Free Volume and Entropy in Condensed Systems II. Entropy of Vaporization in Liquids and the Pictorial Theory of the Liquid State

Abstract

The results of the first paper of this series, and a generalization of a method due to Eyring, are used to obtain an expression for the free volume of a liquid, $V_f{\mathrm{=fb}}^3{g}^3{\mathrm{/h}}^3{n}^3{\mathrm{\times [RT/\Delta E}}_v{]}^3$ , and an equation for the entropy of vaporization. $\mathrm{\Delta S=R[}\ln V_g-\ln V_l-\ln \text{β+3}\ln \text{β+3}\ln \text{(ΔH/RT−1)]}$ . Here ${\mathrm{\beta =\gamma fb}}^3{g}^3{\mathrm{/h}}^3{n}^3$ , where γ measures the interference in the liquid with the internal motions (rotations, vibrations) of the molecule, and f, b, g, h, n are quantities which depend on the geometry of the liquid and the energetic and dynamic interaction of the molecules. The rule of Barclay and Butler, that the 25°C value of ΔS for various pure liquids has a rough linear relationship to the corresponding ΔH of vaporization, is shown to imply a general tendency for a liquid to have a smaller β the larger its ΔH of vaporization.
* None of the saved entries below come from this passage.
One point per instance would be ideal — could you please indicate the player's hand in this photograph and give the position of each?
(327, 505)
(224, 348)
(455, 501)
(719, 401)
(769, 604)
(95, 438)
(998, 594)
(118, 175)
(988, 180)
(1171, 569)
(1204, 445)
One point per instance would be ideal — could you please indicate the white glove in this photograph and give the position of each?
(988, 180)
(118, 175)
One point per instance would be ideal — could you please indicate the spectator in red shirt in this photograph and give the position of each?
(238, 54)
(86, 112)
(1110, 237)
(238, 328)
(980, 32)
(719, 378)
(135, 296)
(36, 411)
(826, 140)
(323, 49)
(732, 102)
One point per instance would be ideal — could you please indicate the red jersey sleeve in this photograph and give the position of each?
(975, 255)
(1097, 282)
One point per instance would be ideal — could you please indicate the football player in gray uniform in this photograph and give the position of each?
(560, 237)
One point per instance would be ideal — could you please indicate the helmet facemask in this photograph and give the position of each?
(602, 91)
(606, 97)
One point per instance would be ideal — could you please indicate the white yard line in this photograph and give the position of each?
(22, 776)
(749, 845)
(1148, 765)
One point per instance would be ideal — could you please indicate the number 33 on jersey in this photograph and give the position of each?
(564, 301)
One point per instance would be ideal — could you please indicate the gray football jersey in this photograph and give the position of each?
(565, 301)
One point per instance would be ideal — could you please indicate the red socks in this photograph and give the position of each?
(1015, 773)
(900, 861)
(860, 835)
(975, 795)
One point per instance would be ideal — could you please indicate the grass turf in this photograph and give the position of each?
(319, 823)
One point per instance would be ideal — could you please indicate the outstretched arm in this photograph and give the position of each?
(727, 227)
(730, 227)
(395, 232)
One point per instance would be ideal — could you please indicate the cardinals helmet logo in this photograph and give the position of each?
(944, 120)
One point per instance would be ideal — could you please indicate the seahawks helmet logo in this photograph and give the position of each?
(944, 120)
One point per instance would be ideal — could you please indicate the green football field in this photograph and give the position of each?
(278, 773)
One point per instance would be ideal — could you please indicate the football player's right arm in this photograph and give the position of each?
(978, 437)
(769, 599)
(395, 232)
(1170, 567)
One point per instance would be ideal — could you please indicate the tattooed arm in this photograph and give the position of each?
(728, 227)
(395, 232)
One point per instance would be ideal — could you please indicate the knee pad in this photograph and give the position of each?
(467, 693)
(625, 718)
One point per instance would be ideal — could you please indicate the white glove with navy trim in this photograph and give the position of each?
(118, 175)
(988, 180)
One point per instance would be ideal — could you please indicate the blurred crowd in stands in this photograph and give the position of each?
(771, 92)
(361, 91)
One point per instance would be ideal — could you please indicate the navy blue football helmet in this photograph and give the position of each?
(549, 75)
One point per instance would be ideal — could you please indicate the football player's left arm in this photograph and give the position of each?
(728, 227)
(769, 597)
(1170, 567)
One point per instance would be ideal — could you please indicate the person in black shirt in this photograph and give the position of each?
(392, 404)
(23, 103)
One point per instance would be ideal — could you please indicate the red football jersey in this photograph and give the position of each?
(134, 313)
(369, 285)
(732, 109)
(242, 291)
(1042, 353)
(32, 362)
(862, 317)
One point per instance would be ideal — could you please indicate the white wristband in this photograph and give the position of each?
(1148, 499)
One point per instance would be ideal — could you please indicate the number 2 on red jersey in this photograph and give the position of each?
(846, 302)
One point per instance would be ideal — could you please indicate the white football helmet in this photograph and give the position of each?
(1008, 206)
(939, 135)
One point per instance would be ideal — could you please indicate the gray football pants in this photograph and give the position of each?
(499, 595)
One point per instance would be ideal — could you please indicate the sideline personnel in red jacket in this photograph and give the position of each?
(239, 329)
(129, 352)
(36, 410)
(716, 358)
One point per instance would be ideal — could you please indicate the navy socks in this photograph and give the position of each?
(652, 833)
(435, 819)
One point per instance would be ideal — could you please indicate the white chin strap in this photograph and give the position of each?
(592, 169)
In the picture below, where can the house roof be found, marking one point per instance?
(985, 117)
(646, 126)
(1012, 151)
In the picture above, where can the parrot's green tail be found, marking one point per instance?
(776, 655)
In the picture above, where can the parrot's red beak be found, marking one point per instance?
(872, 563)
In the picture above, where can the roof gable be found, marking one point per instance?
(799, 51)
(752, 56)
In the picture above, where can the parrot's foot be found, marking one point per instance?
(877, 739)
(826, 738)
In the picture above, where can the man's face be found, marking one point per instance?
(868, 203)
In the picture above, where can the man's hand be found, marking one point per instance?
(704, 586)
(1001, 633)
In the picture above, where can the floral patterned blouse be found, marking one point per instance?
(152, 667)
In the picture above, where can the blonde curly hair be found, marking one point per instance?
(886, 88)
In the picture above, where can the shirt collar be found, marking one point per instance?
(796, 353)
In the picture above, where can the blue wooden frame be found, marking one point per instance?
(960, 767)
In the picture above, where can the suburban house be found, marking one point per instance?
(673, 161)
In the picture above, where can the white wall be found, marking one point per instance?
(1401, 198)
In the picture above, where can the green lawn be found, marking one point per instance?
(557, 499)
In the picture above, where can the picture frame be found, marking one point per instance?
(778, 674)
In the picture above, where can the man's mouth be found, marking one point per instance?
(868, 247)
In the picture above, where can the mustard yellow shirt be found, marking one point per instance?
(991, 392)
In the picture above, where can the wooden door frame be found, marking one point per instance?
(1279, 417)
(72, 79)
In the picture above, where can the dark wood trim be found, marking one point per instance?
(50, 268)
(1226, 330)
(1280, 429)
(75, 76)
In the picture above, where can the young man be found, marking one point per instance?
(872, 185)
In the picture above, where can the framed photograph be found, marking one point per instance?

In many cases this means a smaller γ, resulting from increased interference with rotation of the molecules in the liquid. Pitzer's perfect liquid has a value β = 16, sensibly independent of ΔH. This is taken to mean that in such a liquid as benzene or carbon tetrachloride (β≈6) the interference with free rotation is considerable. For CS₂ there is evidence that the intermolecular force field differs from ``normal,'' and the difference in potential function between liquid metals and normal liquids shows up strongly. Accepting the value β = 16 found for the ideal liquid as a norm, it is proposed to call R ln (16/β) for any liquid the hypothetical entropy defect (HED) and interpret it as the amount by which the entropy of the liquid (referred to the same substance as a perfect gas) is less than that of the ideal liquid in the ``corresponding'' state.